>>738
使用するお題→『駅』『シャブ』『生誕』『バナナ』

【売人を懲らしめろ!】(1/3)

雪がしんしんと降る土曜の朝、ナツミは駅前で親友が来るのを待っていた。
今日は一緒に電車で都市部で開催されているアニメ展に行く約束をしているのだ。
もちろん、魔法少女にいつでも変身できるペンダントも一緒だ。

「ユカリンったら遅いなあ。もう…」

腕時計を見ると、待ち合わせの時間である9時を既に15分も過ぎている。そして30分になった時…。

「ナツミーン!遅れてごめーん!」
「もうユカリン、30分遅刻よ!本当に時間にルーズなんだから…」
「エヘヘ、ごめんごめん!」

彼女の名は江本ユカリ。ナツミの親友であるが、とにかく時間を守らない困り者で、学校では遅刻常習犯として有名だ。

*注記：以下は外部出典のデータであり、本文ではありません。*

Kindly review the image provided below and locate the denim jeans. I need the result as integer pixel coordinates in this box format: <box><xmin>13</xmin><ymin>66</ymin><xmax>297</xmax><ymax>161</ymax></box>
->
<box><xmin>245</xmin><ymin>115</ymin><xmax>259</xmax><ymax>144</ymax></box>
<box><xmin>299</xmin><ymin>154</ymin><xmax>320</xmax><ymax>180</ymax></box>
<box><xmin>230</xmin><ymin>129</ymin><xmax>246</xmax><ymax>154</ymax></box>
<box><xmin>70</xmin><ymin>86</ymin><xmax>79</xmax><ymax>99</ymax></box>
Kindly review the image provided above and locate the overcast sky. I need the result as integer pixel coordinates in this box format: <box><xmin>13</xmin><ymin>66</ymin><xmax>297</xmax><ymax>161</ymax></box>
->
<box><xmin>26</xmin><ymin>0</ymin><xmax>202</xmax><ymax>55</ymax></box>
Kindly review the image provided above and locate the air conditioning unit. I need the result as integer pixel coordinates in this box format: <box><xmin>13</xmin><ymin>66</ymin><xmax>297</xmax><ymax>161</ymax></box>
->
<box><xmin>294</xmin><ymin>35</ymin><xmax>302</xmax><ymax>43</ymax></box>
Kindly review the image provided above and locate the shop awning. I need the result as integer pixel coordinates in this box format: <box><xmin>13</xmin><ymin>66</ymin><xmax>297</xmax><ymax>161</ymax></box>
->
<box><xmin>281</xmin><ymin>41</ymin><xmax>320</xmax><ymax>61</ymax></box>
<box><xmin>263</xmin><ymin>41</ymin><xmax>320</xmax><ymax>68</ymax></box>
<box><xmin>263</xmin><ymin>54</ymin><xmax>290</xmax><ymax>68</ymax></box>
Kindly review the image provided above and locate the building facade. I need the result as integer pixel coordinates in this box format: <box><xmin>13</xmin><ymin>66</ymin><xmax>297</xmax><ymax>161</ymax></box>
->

「ねえナツミン、ここ最近シャブで逮捕された人多くない?」
「シャブ?ああ覚醒剤のことね。本当に物騒で怖くてたまらないわ」
「別のクラスの子もそれで捕まったって聞いたよ」

数ヶ月ほど前から、ナツミの住んでいる町では薬物乱用で逮捕される人が続出している。

「(何か怪しい臭いがする…)」

夕方、アニメ展を大いに楽しみ、ユカリと別れて家路についている時だった。
2人のグラサンをかけ、グレーの帽子にスーツを身に包んだ男が走っていく姿を見かける。
あまりに怪しすぎる。ナツミはそう感じ、急いで後を追いかける。
追いかけたその先には小さなビルがあり、男らは何やら暗号のようなものを呟くとドアを開けて中に入っていった。
ナツミはドアを開けて中に入ろうとするが、固く頑丈に施錠されており開けることができない。

「こうなったら…!」

魔法少女に変身してそのパワーでドアをブチ破ろうと考えるが、それでは余計に目立って気付かれるかもしれない。
とりあえず変身するのをやめ、今日は一旦退くことに決めた。

「必ず手掛かりを掴んでみせる!この魔法少女、ナツミに不可能はないんだから!」

それから一週間が経ち、学校からの帰り道のことだ。またあの男らが走っていくのを見かけ、ナツミは急いで物陰に隠れて魔法少女に変身する。

「待ちなさーい!」
「な、何だ!?」

男らが振り返ると、空からナツミが勢いよくこちらに目掛けてキックしてきた。

「あ、危ねえな!…ってお前は魔法少女のナツミ!!」
「あら、私の名前を知っているということはあんた達モンスターね!」
「フッ、バレちゃ仕方がねえな!」

男らは人間の姿から、牛のような角を生やした赤い体のモンスターに変身した。

「あの怪しげなビルの中に入っていくのを見たけど、一体何をしているのかしら?」
「秘密にしても意味がないから、せっかくだから全て話してやる」
「俺たちゃ、このシャブをボスに高値で売りさばいているんだ!」

モンスターは、大きなトランクケースに入った大量の覚醒剤をナツミに見せる。